Should you take a bite of Apple stock? Maybe

ByABC News
May 5, 2009, 5:25 PM

— -- A: For investors, the important debate isn't whether you're a Mac or a PC. The question is whether you should buy stock in Apple or not.

Apple is one of those extremely difficult stocks to analyze. The company has a history of reinventing itself every few years, making historical trend analysis not all that reliable.

Additionally, the company's skill at marketing and advertising allows it to get premium pricing for many of its products, which helps its profitability, but that's difficult to forecast.

Getting consumers excited about its products is something Apple is good at. But should investors get excited about its stock? To find out, let's put the stock through the four steps we rely on at Ask Matt:

Step 1: Risk vs. reward. When you take a risk on a stock, you want to make sure you're properly rewarded. Downloading Apple's trading history back to 1980, we see the company generated an average annual compound rate of price appreciation of 12.6%. This is relatively high; the S&P 500 posted a 10.1% annual return in the same time frame, says IFA.com.

But here's the rub. If you owned Apple, you accepted higher risk standard deviation of 75.5 percentage points. That's much higher than the 15.5 percentage point risk of the S&P 500 during the period. So to get a 24.8% higher return you accepted 387% higher risk. That's not a great tradeoff and should stop many investors right there.
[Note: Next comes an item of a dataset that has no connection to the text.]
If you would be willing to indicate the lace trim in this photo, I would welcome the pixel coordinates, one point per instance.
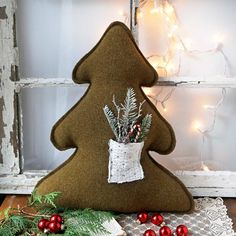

Step 2: Measure the stock's discounted cash flow. Some investors decide if a stock is pricey by comparing its current price to the present value of its expected cash flows. It's a complicated analysis made simple with a system from NewConstructs. When I run Apple's stock, I find it's rated "neutral." In other words, the stock is neither cheap or expensive relative to the cash the company is expected to generate over its lifetime.